# Pasture Grass



## KW Farms (Jun 21, 2008)

We are getting ready to plant our goat pasture. What is the best grass to plant for grazing goats. We are only going to have goats in this pasture so we want it to be the best for them while being a hardy type of grass. We are in a somewhat desert climate and it will be regularly irrigated. Any help, links, or ideas would be great! :thumb:


----------



## jdgray716 (Aug 8, 2008)

Bermuda hay is the choice for most flolks here. Hope that helps. It will depend too on you climate and what grows best in your area.


----------



## capriola-nd (Jul 6, 2008)

Hmmm. I don't know too much about hardiness of these grasses but we purchased clover, rye, and a timothy/orchard blend. I'd also buy some wildflower seeds for a little more variety. The more of that, the better!


----------



## sealawyer (May 31, 2009)

Kylee, If I might suggest, contact your area state agricultural agency and ask them what would be a good planting. Stick to prairie grasses, forbs, and legumes that are indigenous to your area. Many times we are sold the latest and greatest seed at the feed & seed store without a thought as to whether it will do well and thrive OR our goats will eat it. Also keep in mind that goats are browsers and like a variety of foodstuffs. Right now my goats are eating acorns like they are going out of style in the mornings, having a siesta, then going into the pasture and eating pasture stuff to balance out their diet. With a stop at the protien tub and minerals in between. We plant bahia grass and sericea lespedeza for summer, clovers for spring, and purple topped turnips and austrian winter peas for well, you guessed it, winter! BUT that is what grows well in east-central Texas, not Washington state!
Set up your pastures/paddocks for rotational grazing in order to allow for parasite help and grazing management. IT WORKS!
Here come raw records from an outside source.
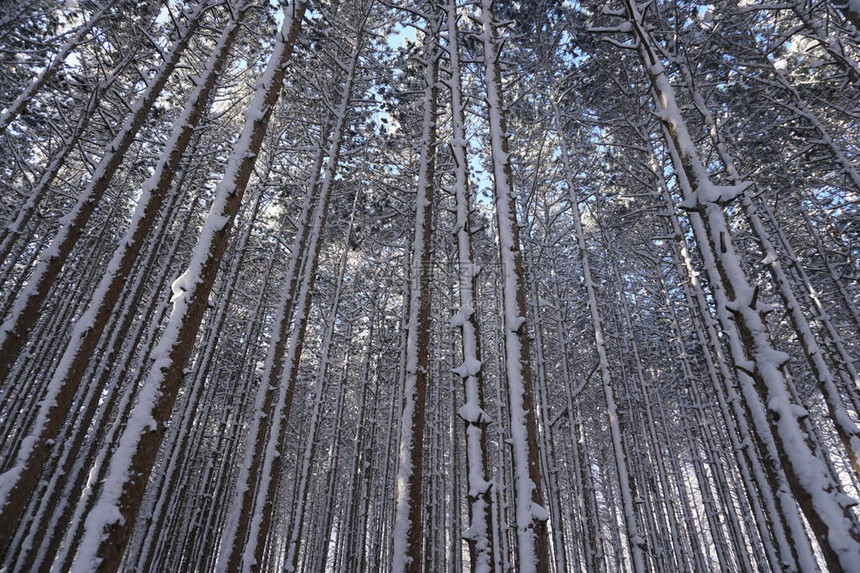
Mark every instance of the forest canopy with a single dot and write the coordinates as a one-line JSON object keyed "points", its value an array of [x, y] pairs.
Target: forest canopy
{"points": [[430, 286]]}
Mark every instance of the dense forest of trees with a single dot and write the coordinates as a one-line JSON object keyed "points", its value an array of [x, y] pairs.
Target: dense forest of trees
{"points": [[440, 285]]}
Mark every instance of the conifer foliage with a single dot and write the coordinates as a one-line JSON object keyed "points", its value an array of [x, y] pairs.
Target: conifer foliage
{"points": [[432, 286]]}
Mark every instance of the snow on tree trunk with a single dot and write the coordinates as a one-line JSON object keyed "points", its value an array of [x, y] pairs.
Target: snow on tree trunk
{"points": [[530, 515], [17, 483], [108, 522], [25, 311], [824, 506], [408, 535], [479, 534]]}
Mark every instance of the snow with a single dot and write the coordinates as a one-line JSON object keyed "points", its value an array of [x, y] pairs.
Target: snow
{"points": [[106, 511]]}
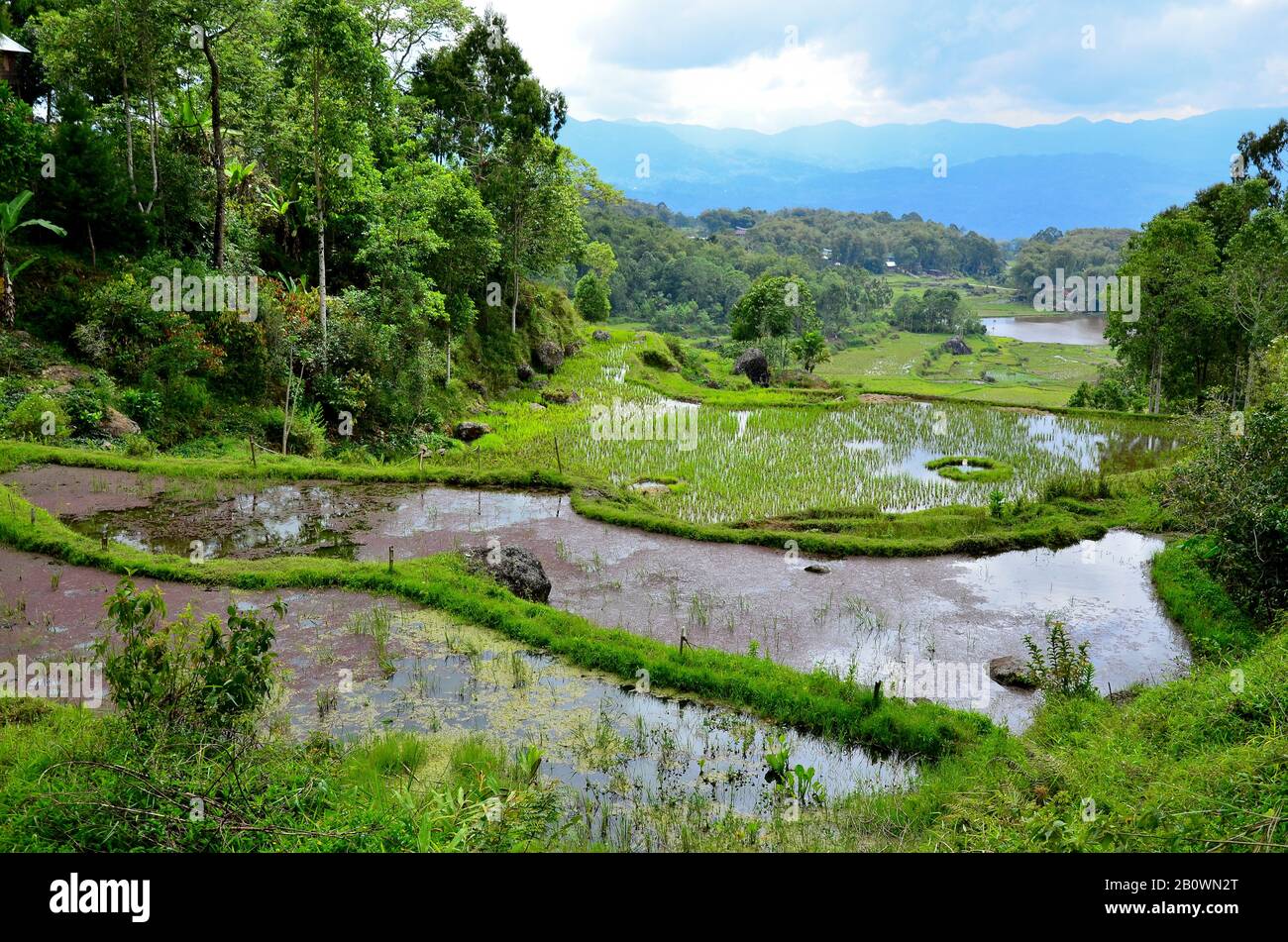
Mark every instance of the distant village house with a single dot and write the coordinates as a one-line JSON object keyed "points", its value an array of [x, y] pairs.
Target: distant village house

Good luck, and please do your research! :type:


----------



## KW Farms (Jun 21, 2008)

Thanks for the help guys! We actually just called up a local grass seed company who mixes different things and he is going to mix some stuff together. Olivia, after doing some research it looks like we'll be getting almost exactly what you have, but I never though about adding the wildflower seeds. Very clever.


----------



## sealawyer (May 31, 2009)

Kylee, Check and see if they have a winter mix to plant so that you will have browse during the winter and early spring too.


----------



## KW Farms (Jun 21, 2008)

Will do...good idea.


----------



## Dreamchaser (Oct 30, 2008)

Ooh, that is an interesting thought. I was thinking of doing this myself. We have burmuda grass already planted, and it's OK for the summer, though the goats don't care for it too much. And the grass is dead and brown in the winter, so no good there. My neighor who has horse pasture just replanted his, and it is pretty green despite the cold nights. I will have to ask him what he planted.


----------